All candidates for music graduate degrees in areas other than music performance are required to demonstrate a minimum level of music performance ability equivalent to the end of the second year for elective undergraduate students in that area. Proficiency may be demonstrated in any of three ways: (1) in person before a faculty auditioning committee, one voting member of which shall at the student’s request be a faculty member in the student’s major area; (2) by completion of performance study as a graduate outside area or minor; or (3) by two semesters of performance study as a graduate elective. The grade in each semester of performance study must be B or higher.

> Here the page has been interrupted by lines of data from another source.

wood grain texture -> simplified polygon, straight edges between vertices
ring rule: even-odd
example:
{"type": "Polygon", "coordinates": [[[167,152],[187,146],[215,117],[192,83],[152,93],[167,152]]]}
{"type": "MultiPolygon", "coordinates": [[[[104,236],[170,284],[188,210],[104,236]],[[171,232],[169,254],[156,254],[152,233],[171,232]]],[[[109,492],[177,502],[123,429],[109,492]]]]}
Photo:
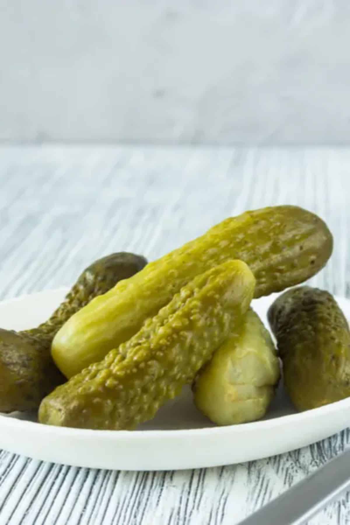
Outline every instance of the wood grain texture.
{"type": "MultiPolygon", "coordinates": [[[[326,220],[334,253],[311,282],[350,297],[349,171],[350,151],[341,149],[3,148],[0,299],[69,285],[113,251],[156,258],[229,215],[282,203],[326,220]]],[[[0,522],[232,525],[349,443],[347,429],[267,459],[155,472],[68,467],[2,451],[0,522]]],[[[310,525],[349,522],[348,499],[310,525]]]]}

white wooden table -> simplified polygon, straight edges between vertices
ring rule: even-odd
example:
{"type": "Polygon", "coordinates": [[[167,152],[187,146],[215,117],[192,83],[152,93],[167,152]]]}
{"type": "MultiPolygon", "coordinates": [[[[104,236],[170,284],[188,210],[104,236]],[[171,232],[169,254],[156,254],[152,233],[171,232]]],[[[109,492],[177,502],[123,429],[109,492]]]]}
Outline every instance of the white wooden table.
{"type": "MultiPolygon", "coordinates": [[[[312,282],[349,297],[349,176],[350,150],[341,149],[3,147],[0,299],[69,285],[113,251],[156,258],[224,217],[282,203],[327,220],[334,253],[312,282]]],[[[347,429],[267,459],[154,472],[69,467],[3,450],[0,523],[233,525],[349,440],[347,429]]],[[[310,523],[349,521],[348,495],[310,523]]]]}

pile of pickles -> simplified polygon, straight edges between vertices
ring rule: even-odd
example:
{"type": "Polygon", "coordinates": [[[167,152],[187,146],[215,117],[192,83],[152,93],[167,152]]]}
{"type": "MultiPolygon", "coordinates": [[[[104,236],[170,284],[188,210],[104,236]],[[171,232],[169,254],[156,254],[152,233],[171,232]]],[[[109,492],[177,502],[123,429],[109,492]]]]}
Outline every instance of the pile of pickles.
{"type": "Polygon", "coordinates": [[[326,264],[332,235],[296,206],[246,212],[152,262],[113,254],[45,323],[0,330],[0,411],[45,424],[131,430],[192,385],[217,425],[263,417],[280,380],[306,410],[350,395],[350,332],[332,296],[295,286],[326,264]],[[270,307],[277,342],[253,298],[270,307]]]}

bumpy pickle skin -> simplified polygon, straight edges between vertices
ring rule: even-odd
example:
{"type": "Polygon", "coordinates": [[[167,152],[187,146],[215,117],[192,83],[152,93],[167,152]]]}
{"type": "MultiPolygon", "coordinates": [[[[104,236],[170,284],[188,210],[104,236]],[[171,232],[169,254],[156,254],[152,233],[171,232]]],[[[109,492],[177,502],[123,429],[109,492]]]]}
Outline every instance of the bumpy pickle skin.
{"type": "Polygon", "coordinates": [[[47,321],[19,332],[0,329],[0,412],[37,408],[43,397],[66,381],[50,352],[56,332],[91,299],[146,264],[144,257],[123,252],[103,257],[82,272],[47,321]]]}
{"type": "Polygon", "coordinates": [[[271,305],[268,319],[298,410],[350,396],[350,332],[330,293],[308,286],[289,290],[271,305]]]}
{"type": "Polygon", "coordinates": [[[280,373],[270,333],[250,308],[241,326],[197,375],[192,387],[195,404],[217,425],[260,419],[273,397],[280,373]]]}
{"type": "Polygon", "coordinates": [[[140,331],[42,402],[40,423],[132,429],[151,419],[241,323],[255,279],[241,261],[197,276],[140,331]]]}
{"type": "Polygon", "coordinates": [[[196,275],[221,262],[246,262],[259,297],[311,277],[324,266],[332,246],[323,221],[296,206],[264,208],[227,219],[73,316],[54,340],[54,360],[67,377],[100,360],[196,275]]]}

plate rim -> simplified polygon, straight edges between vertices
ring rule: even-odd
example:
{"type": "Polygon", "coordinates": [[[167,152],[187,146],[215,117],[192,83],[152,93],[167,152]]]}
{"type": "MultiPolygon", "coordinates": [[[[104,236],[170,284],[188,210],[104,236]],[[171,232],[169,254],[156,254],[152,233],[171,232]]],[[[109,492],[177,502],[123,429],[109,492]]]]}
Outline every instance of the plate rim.
{"type": "MultiPolygon", "coordinates": [[[[69,289],[67,286],[62,286],[58,288],[45,289],[44,290],[33,292],[30,293],[24,293],[17,297],[5,299],[0,301],[0,306],[6,305],[9,303],[16,302],[20,301],[25,298],[31,297],[33,296],[44,295],[46,293],[65,293],[69,289]]],[[[267,297],[268,296],[266,296],[267,297]]],[[[342,303],[347,303],[350,308],[350,299],[345,296],[337,295],[334,296],[334,299],[337,302],[340,303],[341,308],[342,303]]],[[[215,435],[216,434],[220,434],[227,433],[232,434],[239,434],[241,432],[253,432],[257,427],[261,428],[263,427],[265,429],[269,427],[273,428],[279,426],[281,425],[286,423],[290,423],[291,421],[294,420],[295,423],[302,422],[303,419],[309,419],[310,414],[314,415],[315,418],[321,417],[322,415],[326,416],[329,413],[334,412],[339,409],[347,408],[350,407],[350,396],[339,401],[335,401],[323,406],[318,407],[316,408],[312,408],[309,410],[304,411],[302,412],[296,412],[294,414],[288,414],[276,417],[271,418],[264,420],[258,420],[252,421],[246,423],[240,423],[238,425],[228,425],[225,426],[216,425],[215,426],[204,427],[201,428],[179,428],[179,429],[150,429],[144,430],[102,430],[93,429],[90,428],[80,428],[73,427],[59,427],[54,425],[45,425],[38,422],[30,421],[18,419],[15,417],[12,416],[10,414],[6,414],[0,413],[0,421],[2,426],[4,424],[8,427],[16,427],[17,429],[20,429],[21,427],[25,427],[28,429],[28,425],[31,429],[37,428],[41,431],[46,433],[47,434],[55,433],[56,435],[58,433],[59,435],[62,436],[68,436],[69,435],[72,437],[79,437],[89,439],[90,438],[99,438],[103,436],[104,438],[108,439],[115,439],[118,437],[121,439],[128,437],[128,439],[131,439],[133,440],[141,439],[144,440],[149,437],[154,438],[174,438],[175,436],[181,436],[182,435],[186,435],[189,433],[198,435],[198,437],[204,437],[206,435],[209,436],[215,435]]]]}

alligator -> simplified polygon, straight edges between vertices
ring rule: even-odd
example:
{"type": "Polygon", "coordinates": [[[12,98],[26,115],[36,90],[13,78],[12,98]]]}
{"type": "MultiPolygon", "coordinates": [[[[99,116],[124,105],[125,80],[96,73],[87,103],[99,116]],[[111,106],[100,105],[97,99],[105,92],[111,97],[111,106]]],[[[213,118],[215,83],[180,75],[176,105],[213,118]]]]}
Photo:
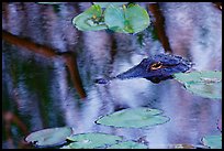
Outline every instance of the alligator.
{"type": "Polygon", "coordinates": [[[107,84],[108,82],[130,78],[146,78],[158,84],[161,80],[173,78],[175,73],[184,73],[192,67],[192,63],[182,56],[171,54],[157,54],[144,58],[139,64],[127,69],[115,77],[98,78],[96,83],[107,84]]]}

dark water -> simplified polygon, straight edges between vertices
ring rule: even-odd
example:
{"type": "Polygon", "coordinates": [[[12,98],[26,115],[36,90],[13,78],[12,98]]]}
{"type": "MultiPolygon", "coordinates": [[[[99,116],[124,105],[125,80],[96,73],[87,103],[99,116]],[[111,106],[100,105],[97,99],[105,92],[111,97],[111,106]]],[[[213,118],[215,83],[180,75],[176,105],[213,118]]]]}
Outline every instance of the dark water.
{"type": "MultiPolygon", "coordinates": [[[[195,96],[175,79],[159,84],[144,78],[96,84],[96,78],[113,77],[164,48],[147,30],[142,33],[142,46],[137,35],[78,31],[71,19],[89,6],[3,3],[3,30],[76,54],[87,98],[80,99],[60,57],[47,58],[2,41],[2,148],[25,148],[22,140],[27,133],[61,126],[72,127],[75,133],[98,131],[124,136],[126,140],[144,137],[149,148],[201,144],[202,137],[220,133],[216,122],[222,116],[221,100],[195,96]],[[147,130],[94,123],[100,116],[143,106],[164,110],[170,121],[147,130]]],[[[173,54],[193,61],[197,71],[221,71],[221,11],[209,2],[160,7],[173,54]]]]}

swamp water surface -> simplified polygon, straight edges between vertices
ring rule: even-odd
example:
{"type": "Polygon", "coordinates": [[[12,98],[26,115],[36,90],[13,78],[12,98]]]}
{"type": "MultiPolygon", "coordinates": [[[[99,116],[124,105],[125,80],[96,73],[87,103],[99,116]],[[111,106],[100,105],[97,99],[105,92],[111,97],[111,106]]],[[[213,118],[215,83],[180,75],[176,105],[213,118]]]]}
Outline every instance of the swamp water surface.
{"type": "MultiPolygon", "coordinates": [[[[144,8],[147,4],[139,3],[144,8]]],[[[60,57],[48,58],[2,41],[3,149],[25,148],[22,140],[29,133],[64,126],[72,127],[75,134],[103,132],[122,136],[126,141],[144,139],[148,148],[202,145],[204,136],[221,133],[216,128],[222,118],[221,99],[189,93],[176,79],[159,84],[144,78],[96,84],[94,79],[115,76],[164,48],[149,30],[142,33],[143,45],[137,34],[78,31],[71,20],[90,6],[3,3],[3,30],[60,53],[69,50],[76,54],[87,95],[80,98],[60,57]],[[136,107],[163,110],[170,120],[148,129],[96,123],[101,116],[136,107]]],[[[195,71],[221,71],[222,12],[209,2],[160,7],[172,53],[191,60],[195,71]]]]}

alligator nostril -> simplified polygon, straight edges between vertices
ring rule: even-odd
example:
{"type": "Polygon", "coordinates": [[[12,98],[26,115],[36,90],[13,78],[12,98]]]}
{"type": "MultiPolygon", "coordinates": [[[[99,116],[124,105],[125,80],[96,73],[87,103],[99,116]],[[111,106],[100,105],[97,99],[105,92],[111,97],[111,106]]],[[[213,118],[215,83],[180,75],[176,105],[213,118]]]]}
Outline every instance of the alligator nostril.
{"type": "Polygon", "coordinates": [[[152,64],[149,67],[148,67],[148,72],[149,71],[156,71],[156,69],[159,69],[159,68],[161,68],[163,67],[163,63],[161,62],[158,62],[158,63],[154,63],[154,64],[152,64]]]}

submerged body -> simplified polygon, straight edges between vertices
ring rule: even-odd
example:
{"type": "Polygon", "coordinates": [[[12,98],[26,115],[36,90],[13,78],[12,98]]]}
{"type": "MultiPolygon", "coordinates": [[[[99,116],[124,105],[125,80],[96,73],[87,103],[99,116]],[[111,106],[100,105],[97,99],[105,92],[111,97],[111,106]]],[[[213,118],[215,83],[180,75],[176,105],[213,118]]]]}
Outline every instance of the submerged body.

Please note that this examination is separate and distinct from the Keyboard Proficiency Examination, which is also required.
The performance proficiency examination will be offered in piano once each semester. The date (typically a Saturday close to the end of the semester) will be posted at the beginning of each semester outside JS204.
For Spring 2015, the exam will be held on Saturday, April 25.
Students wishing to take the Performance Proficiency examination for a given semester should contact Prof. Cartledge (firstname.lastname@example.org) before the beginning of the eighth week of the semester in order to request an examination, and to discuss appropriate repertoire.
For Spring 2015, the deadline for contacting Prof. Cartledge is February 27.
It is the student's responsibility to inform their own department of the scheduled exam, so that a faculty member in that department can be present for the exam if desired.
Students should prepare two or three substantial movements or pieces from distinct stylistic periods. An example of minimally acceptable repertoire would be:
- A Clementi Sonatina Allegro movement (for example from Op. 36)
- A Chopin prelude
- A Debussy Arabesque
Other repertoire may be acceptable--it is advisable to contact the department chair by email to determine whether the intended repertoire is appropriate.
It is recommended that students memorize their performance material. While memorization is not required, to perform at least part of the program from memory will reflect positively upon the performance.